Stuttgart Wenn der Chef diesen Blick hat, der schwer zu beschreiben ist, dann weiß der Uwe, dass er ihn besser in Ruhe lässt, oder aber, dass er ihn jetzt besonders gut striezen kann. Manchmal kracht es ordentlich zwischen den beiden. Aber das geht schnell wieder vorbei. Und meist haben sie es eh recht harmonisch, weil jeder weiß, was er am anderen hat: Uwe Grözinger den strukturierten Chef, der er selbst nicht sein will. Und Bernd Kaczmarek hat seinen Uwe, einen erfahrenen Meister, mit dem er hart schaffen, aber auch quatschen kann. „Eheähnlicher Zustand“ – so beschreiben es die zwei.

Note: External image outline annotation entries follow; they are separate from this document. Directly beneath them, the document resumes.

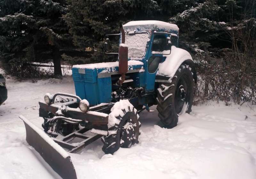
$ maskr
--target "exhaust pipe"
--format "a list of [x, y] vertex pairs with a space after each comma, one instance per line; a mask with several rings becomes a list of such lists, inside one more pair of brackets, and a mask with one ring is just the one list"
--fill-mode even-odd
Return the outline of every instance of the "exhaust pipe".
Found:
[[123, 24], [120, 25], [120, 30], [122, 35], [122, 43], [119, 46], [118, 56], [119, 56], [119, 71], [121, 74], [121, 78], [119, 80], [119, 84], [122, 85], [125, 79], [125, 74], [128, 70], [128, 46], [125, 44], [125, 35]]

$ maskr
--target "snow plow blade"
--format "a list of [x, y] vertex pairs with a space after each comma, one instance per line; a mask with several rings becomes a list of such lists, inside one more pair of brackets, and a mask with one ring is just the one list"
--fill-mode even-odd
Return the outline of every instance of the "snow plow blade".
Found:
[[24, 116], [26, 140], [44, 160], [63, 179], [76, 179], [76, 174], [70, 157], [60, 146]]

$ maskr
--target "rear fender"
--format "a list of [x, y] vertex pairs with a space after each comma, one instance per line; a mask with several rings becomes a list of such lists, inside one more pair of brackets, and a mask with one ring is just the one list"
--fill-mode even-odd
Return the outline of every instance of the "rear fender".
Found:
[[195, 83], [196, 82], [197, 76], [196, 67], [191, 55], [188, 52], [172, 46], [170, 55], [164, 55], [165, 61], [159, 64], [158, 72], [156, 76], [156, 82], [163, 82], [163, 80], [172, 79], [179, 67], [183, 64], [188, 65], [194, 74]]

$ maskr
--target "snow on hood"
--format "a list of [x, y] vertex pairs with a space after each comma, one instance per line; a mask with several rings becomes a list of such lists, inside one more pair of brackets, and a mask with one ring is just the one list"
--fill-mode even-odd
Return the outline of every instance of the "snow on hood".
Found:
[[192, 57], [187, 51], [175, 46], [172, 46], [171, 54], [163, 56], [166, 57], [166, 59], [159, 64], [158, 73], [171, 78], [174, 76], [181, 63], [186, 60], [193, 60]]
[[[143, 65], [143, 63], [137, 60], [129, 60], [128, 61], [128, 66], [136, 65]], [[107, 62], [106, 63], [98, 63], [92, 64], [84, 65], [73, 65], [73, 68], [81, 69], [92, 69], [104, 68], [113, 68], [118, 66], [118, 62]]]

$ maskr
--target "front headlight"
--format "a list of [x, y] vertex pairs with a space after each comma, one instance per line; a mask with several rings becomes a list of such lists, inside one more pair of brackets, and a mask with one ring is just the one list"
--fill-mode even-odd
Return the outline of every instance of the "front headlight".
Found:
[[86, 100], [83, 100], [79, 103], [79, 108], [83, 112], [86, 112], [89, 110], [89, 102]]
[[47, 93], [44, 95], [44, 102], [47, 104], [51, 104], [52, 103], [52, 95], [50, 93]]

Dass sie mal gemeinsam als Vorgesetzter und Mitarbeiter den Schornsteinfegerbezirk Stuttgart-Ost mit rund 1100 Häusern betreuen würden, war nicht absehbar. Ja, in gewisser Weise haben sie damit ihre Rollen aus der Schulzeit getauscht. Damals, vor etwa 40 Jahren, kam Bernd Kaczmarek neu in die Realschulklasse Ostheim, in der Uwe Grözinger schon saß. Der Junge aus dem Stuttgarter Süden war nicht der fleißigste Schüler, musste vom Gymnasium auf die Realschule. Damit begann ihre Freundschaft.

Uwe Grözinger, der als Arbeiterkind in Ostheim aufgewachsen ist, war zielorientierter – zumindest, was seine Freizeit anging: Springreiten war sein Hobby. Als er mit der Schule fertig war, erzählte ihm ein alter Schornsteinfeger, dass das ein Beruf mit gutem Verdienst und viel Freizeit sei. Grötzinger wurde Lehrling in seinem Heimatbezirk. „Das mit dem vielen Geld hat nicht ganz gestimmt“, sagt er. Und nachdem ein Pferd auf ihn stürzte, musste er die Reiterei aufgeben. Seine Berufswahl bereut er trotzdem nicht.

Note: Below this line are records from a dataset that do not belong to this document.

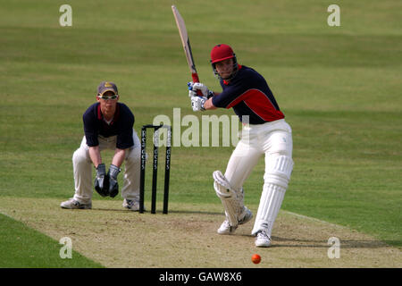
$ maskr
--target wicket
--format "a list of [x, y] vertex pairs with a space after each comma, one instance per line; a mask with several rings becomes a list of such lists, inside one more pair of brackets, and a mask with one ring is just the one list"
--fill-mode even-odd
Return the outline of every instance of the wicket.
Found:
[[147, 129], [154, 129], [154, 154], [153, 154], [153, 172], [152, 172], [152, 198], [151, 214], [156, 214], [156, 182], [158, 172], [158, 156], [159, 156], [159, 134], [160, 128], [166, 128], [166, 160], [164, 169], [164, 192], [163, 192], [163, 213], [168, 213], [169, 199], [169, 180], [171, 172], [171, 150], [172, 150], [172, 128], [170, 125], [144, 125], [141, 129], [141, 167], [139, 179], [139, 213], [144, 213], [144, 194], [145, 194], [145, 171], [146, 171], [146, 149], [147, 149]]

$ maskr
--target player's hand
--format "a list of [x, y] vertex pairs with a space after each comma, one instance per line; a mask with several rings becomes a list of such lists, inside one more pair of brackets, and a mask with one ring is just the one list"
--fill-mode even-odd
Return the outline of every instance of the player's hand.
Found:
[[109, 179], [109, 196], [114, 198], [119, 193], [119, 184], [117, 183], [117, 175], [119, 174], [121, 169], [117, 166], [111, 164], [109, 172], [107, 172], [107, 177]]
[[193, 111], [205, 111], [204, 104], [206, 101], [206, 97], [191, 97], [191, 107]]
[[106, 176], [105, 164], [99, 164], [96, 167], [94, 187], [95, 190], [102, 197], [106, 197], [109, 194], [109, 181]]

In der Berufsschule in Ulm trafen sich die Klassenkameraden wieder. Die Lehrjahre Anfang der Achtziger – Grötzinger im Osten, Kacz­marek in Mitte – waren für beide dreckige, im wortwörtlichen Sinn. In vielen Häusern wurde noch mit Kohle und Holz gefeuert. „Wir haben von früh bis spät gefegt“, sagt Bernd Kaczmarek. Fegen, das hieß im Winter um sieben Uhr morgens rauf aufs Dach, den Schornstein kehren bei minus zehn Grad. Handschuhe und Funktionskleidung hatten die Lehrlinge keine. Oft haben sie sich die Hände blutig gescheuert an dem gefrorenen Seil. Danach ging es hinunter in den Heizungskeller, wo es gut 40 Grad heiß war, dann verschwitzt weiter aufs nächste Dach und immer so weiter.

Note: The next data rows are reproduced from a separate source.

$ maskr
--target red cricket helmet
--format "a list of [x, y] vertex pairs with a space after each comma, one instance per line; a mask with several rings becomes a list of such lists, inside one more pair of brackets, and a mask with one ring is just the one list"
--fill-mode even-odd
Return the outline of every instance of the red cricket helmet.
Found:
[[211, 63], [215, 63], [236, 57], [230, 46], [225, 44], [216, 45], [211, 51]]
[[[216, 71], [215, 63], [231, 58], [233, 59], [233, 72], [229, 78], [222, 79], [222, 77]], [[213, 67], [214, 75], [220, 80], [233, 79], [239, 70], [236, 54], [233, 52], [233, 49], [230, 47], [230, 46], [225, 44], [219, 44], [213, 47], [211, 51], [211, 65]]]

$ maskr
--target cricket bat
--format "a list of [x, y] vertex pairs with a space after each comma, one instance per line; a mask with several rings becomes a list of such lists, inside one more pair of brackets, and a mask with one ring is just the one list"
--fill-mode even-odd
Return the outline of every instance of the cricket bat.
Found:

Grözinger und Kaczmarek erzählen von einer Zeit, die viel weiter weg erscheint, als sie eigentlich ist: von hüttenartigen Gebäuden in der Gerberstraße, wo heute das Einkaufszentrum Gerber steht, in denen mit allem geheizt wurde, was es nur gab – und keiner kam kon­trollieren; von Terminen, die einfach zu vereinbaren waren, weil die Frauen meist nicht gearbeitet haben und es weniger Singlehaushalte gab; von Häusern am Neckartor, von denen aus man den gegenüberliegenden Park nicht sah, so dicht hing der Smog dazwischen, aber auch von dem erhebenden Gefühl, morgens auf dem Dach die ersten Spuren in den Schnee zu setzen.

Nach der Berufsschulzeit haben sich die zwei aus den Augen verloren, bis Bernd Kaczmarek im Jahr 2000 den Bezirk Ost übernahm und Uwe Grözinger, der dort schon arbeitete, sein Mitarbeiter wurde. Es passte gleich wieder zwischen ihnen. „Wir behandeln einander so, wie wir selbst gern behandelt werden wollen“, sagt Uwe Gözinger. Und auch sonst passt es weltanschaulich recht gut: Beider Herz schlägt eher links. Außerdem haben sie diese Fähigkeit zur Selbstironie. Man könnte vielleicht sagen: Die Kollegen und Freunde nehmen die Welt ernst, aber sie können auch mal über sich selbst darin lachen.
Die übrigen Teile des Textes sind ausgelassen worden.